Ainsi commence ce qui va ressembler de plus en plus à une grande histoire d’amour, mais teintée d’un détachement qui n’a, heureusement, rien de cynique. Ce serait plutôt comme une expression de prudence devant les risques liés à quelque chose de trop fort et qui, donc, peut faire souffrir. De ce point de vue, La petite Française est bien un livre de notre temps : chacun son appartement, chacun sa vie, et, si on partage du temps et des émotions ensemble, cela n’empêche pas de continuer à se vouvoyer et à garder des distances bâties comme des barricades.

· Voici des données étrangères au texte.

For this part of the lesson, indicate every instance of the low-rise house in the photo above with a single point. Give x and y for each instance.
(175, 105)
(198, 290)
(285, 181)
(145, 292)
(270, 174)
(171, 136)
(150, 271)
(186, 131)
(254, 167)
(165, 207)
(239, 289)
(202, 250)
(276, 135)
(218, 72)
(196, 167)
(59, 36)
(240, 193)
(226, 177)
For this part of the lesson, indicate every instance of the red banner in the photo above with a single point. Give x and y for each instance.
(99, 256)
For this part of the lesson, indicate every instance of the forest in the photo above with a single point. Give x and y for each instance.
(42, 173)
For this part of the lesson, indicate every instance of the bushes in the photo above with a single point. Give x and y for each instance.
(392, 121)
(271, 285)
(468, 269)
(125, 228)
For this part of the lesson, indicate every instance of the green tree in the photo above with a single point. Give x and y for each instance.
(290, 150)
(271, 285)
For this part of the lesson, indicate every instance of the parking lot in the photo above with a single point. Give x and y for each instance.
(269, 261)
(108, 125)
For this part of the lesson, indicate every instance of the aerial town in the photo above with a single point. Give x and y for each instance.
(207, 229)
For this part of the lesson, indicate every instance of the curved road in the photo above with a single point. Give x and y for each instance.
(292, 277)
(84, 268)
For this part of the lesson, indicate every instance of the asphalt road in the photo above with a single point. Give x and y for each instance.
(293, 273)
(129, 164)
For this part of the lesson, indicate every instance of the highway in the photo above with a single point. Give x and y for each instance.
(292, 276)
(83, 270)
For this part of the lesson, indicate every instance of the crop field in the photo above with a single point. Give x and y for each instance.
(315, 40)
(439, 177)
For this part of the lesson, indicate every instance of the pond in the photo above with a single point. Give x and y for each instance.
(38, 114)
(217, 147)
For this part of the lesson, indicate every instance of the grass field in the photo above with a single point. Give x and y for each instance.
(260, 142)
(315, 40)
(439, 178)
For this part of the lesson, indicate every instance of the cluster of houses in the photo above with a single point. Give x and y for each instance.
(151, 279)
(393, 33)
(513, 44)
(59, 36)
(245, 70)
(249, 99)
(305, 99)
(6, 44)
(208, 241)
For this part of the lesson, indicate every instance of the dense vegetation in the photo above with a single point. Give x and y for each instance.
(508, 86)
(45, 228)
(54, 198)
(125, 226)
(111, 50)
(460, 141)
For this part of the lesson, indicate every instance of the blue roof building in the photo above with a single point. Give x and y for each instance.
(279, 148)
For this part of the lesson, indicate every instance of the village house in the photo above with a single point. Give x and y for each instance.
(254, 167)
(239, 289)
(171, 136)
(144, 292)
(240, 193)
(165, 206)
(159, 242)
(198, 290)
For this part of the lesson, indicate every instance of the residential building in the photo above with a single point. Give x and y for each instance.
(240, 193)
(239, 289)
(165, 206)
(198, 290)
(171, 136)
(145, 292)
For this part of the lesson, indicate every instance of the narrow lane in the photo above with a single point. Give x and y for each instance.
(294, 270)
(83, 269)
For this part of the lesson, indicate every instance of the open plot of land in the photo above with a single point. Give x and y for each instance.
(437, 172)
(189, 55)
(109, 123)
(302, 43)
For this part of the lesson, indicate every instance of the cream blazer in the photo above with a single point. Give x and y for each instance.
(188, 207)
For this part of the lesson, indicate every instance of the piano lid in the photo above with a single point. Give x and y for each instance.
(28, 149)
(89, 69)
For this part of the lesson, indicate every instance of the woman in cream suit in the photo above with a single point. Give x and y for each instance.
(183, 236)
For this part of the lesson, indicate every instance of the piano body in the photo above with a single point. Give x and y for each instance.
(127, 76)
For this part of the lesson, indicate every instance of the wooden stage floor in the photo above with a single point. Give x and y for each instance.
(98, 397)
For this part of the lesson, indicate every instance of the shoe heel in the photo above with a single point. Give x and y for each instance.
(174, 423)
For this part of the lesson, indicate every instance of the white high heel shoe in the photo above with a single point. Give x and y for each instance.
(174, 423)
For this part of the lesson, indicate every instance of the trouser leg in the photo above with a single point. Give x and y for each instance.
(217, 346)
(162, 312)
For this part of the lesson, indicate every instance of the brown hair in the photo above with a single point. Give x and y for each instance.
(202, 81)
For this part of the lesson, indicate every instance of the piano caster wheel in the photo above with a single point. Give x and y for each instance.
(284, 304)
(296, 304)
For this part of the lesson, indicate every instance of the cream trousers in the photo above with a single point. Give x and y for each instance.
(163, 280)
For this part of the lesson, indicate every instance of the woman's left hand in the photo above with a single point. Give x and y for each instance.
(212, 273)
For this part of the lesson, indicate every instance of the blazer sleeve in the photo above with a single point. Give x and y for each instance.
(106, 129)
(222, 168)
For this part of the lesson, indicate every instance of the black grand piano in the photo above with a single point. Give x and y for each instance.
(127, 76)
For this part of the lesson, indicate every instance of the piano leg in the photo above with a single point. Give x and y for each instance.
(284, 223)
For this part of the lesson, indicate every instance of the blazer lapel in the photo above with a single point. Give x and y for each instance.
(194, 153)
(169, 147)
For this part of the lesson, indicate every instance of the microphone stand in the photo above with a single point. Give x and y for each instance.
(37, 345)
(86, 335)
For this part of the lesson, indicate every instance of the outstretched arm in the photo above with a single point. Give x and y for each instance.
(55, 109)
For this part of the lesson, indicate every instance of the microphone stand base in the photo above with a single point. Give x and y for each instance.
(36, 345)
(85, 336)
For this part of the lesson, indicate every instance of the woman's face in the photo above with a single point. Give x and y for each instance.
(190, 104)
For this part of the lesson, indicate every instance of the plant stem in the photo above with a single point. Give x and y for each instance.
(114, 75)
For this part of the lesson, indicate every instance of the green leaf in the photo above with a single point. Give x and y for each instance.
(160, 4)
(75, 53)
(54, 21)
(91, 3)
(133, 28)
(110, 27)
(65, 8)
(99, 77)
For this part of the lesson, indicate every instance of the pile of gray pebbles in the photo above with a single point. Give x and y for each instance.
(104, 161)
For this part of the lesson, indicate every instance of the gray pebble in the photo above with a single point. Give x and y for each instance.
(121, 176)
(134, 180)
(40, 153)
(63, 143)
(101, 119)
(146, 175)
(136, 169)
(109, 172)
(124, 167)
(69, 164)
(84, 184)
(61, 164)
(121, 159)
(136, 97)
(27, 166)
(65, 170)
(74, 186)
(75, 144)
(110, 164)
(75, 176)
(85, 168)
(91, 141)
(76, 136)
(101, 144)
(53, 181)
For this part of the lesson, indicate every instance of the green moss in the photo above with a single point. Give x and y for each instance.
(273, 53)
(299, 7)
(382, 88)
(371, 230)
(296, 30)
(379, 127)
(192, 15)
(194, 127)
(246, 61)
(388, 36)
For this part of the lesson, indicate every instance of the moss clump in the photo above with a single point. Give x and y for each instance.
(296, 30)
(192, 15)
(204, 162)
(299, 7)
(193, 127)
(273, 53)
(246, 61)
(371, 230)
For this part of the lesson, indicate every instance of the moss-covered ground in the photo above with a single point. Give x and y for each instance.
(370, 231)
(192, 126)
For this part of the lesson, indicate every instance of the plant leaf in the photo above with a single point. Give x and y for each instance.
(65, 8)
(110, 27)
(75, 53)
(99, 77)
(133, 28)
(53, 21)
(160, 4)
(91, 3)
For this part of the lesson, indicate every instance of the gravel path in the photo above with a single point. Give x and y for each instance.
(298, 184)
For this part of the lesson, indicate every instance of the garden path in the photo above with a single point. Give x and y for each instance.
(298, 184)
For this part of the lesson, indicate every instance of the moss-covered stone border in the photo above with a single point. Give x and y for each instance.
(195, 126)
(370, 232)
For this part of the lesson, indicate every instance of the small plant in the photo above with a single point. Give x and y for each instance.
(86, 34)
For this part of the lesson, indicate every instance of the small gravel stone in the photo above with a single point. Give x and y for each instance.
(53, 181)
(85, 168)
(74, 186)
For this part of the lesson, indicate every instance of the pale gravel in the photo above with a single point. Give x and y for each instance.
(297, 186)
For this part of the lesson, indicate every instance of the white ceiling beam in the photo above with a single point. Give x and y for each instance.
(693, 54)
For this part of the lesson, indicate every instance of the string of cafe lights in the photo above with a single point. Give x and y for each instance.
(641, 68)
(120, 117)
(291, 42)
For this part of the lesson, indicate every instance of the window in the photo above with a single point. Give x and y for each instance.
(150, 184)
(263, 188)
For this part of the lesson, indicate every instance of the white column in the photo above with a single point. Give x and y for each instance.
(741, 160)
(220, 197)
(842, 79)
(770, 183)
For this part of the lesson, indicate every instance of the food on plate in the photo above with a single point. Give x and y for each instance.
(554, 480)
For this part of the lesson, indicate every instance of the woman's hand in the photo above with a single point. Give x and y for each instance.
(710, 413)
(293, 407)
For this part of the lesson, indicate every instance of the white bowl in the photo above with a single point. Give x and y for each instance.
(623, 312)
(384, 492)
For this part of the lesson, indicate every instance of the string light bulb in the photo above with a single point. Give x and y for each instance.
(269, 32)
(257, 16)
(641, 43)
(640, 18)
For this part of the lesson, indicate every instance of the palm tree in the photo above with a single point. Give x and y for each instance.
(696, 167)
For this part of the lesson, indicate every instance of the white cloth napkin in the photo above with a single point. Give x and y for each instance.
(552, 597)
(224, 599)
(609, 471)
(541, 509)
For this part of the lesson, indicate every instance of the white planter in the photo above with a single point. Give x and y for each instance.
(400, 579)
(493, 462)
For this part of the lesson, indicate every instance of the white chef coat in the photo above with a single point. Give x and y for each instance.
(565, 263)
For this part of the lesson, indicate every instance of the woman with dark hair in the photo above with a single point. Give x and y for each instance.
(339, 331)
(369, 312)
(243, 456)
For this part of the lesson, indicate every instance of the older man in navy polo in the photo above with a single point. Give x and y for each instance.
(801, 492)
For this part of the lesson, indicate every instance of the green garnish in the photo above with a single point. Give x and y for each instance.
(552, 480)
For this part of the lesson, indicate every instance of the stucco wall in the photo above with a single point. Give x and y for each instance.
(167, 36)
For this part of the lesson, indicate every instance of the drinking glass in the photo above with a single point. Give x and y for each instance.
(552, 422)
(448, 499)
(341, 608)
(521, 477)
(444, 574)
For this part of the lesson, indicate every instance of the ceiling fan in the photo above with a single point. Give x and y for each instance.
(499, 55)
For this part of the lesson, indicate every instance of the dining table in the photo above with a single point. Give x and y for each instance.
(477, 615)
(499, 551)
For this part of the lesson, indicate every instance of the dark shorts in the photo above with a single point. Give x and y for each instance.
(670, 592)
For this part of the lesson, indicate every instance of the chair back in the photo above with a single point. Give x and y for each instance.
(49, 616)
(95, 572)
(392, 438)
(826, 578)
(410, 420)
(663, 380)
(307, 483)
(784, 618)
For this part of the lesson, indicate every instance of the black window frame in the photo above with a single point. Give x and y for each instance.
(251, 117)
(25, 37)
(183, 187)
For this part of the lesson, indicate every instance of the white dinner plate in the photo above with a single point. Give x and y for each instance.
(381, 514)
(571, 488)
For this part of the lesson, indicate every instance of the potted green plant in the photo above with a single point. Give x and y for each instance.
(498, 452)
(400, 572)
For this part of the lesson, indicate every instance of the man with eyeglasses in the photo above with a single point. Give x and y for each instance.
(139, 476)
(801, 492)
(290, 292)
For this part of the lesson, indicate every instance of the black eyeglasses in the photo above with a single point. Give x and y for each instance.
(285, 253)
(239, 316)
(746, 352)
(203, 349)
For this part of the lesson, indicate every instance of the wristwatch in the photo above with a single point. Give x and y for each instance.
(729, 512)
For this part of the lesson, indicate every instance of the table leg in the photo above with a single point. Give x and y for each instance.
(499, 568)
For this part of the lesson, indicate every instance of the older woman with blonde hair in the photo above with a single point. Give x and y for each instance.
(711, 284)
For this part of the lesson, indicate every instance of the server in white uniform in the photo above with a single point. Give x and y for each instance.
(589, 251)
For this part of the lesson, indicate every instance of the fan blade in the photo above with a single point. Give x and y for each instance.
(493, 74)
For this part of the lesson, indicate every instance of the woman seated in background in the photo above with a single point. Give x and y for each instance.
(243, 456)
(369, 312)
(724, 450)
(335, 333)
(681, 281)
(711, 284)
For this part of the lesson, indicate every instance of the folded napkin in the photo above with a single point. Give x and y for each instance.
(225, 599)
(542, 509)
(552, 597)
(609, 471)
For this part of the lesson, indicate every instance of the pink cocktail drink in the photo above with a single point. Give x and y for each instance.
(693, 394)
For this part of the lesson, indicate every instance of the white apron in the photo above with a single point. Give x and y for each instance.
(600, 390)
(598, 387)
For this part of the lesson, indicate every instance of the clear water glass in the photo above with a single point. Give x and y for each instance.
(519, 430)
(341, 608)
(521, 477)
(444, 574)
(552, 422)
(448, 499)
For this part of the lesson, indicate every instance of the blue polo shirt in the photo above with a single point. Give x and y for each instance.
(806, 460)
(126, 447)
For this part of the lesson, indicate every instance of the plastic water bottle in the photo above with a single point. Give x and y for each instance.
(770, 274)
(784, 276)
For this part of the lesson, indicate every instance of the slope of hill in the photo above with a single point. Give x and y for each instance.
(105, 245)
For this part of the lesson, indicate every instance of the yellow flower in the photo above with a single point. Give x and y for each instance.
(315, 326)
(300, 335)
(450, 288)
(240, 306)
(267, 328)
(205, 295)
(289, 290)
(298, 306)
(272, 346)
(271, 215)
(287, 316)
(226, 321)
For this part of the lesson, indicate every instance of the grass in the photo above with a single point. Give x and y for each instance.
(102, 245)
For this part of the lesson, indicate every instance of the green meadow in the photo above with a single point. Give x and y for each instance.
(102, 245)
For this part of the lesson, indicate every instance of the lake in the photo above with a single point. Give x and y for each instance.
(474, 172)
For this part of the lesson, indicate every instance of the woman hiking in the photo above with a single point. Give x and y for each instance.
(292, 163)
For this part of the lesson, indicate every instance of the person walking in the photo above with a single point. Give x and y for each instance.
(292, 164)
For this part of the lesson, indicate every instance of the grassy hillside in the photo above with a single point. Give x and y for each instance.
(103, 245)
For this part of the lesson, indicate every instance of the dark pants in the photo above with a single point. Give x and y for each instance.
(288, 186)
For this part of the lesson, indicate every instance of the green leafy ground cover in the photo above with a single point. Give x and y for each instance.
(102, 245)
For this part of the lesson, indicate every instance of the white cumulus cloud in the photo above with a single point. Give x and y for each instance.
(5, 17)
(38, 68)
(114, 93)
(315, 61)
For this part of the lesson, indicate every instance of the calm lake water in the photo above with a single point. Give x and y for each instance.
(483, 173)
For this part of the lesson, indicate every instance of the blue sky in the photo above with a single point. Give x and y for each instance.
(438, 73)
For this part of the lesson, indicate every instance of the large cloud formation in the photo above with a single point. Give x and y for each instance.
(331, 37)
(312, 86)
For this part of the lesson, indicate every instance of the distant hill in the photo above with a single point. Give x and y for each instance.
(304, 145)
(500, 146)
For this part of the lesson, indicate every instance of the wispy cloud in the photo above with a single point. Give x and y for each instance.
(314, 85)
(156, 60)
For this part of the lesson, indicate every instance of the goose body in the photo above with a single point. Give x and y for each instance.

Malgré tout, le narrateur se sent, se sait accroché plus qu’il ne le voudrait par la personnalité floue de cette charmante personne qui, d’ailleurs, a l’air de tenir à lui aussi.
Le jeu consiste donc à se frôler, à se toucher, mais à ne pas se confondre. L’écriture du roman correspond exactement à cette ambition-là, qui d’ailleurs n’en est pas une, mais serait plutôt une absence d’ambition : les phrases s’articulent autour de silences, de creux. Elles tournent autour de moments qui, on peut l’imaginer, seraient trop importants pour être rapportés. Elles évitent l’essentiel avec un soin extrême. Rien de ce qui est dit n’est destiné à laisser d’autres traces que des cicatrices légères, de celles qui n’engagent à rien. Du genre : « Notre rendez-vous suivant consista en une partie d’échecs. Elle gagna. Je lui demandai si elle avait vu Le Mépris. Réponse : non. Elle s’engagea à y remédier. Je ne lui parlai pas de Sharon. Elle ne me parla pas de mon livre. »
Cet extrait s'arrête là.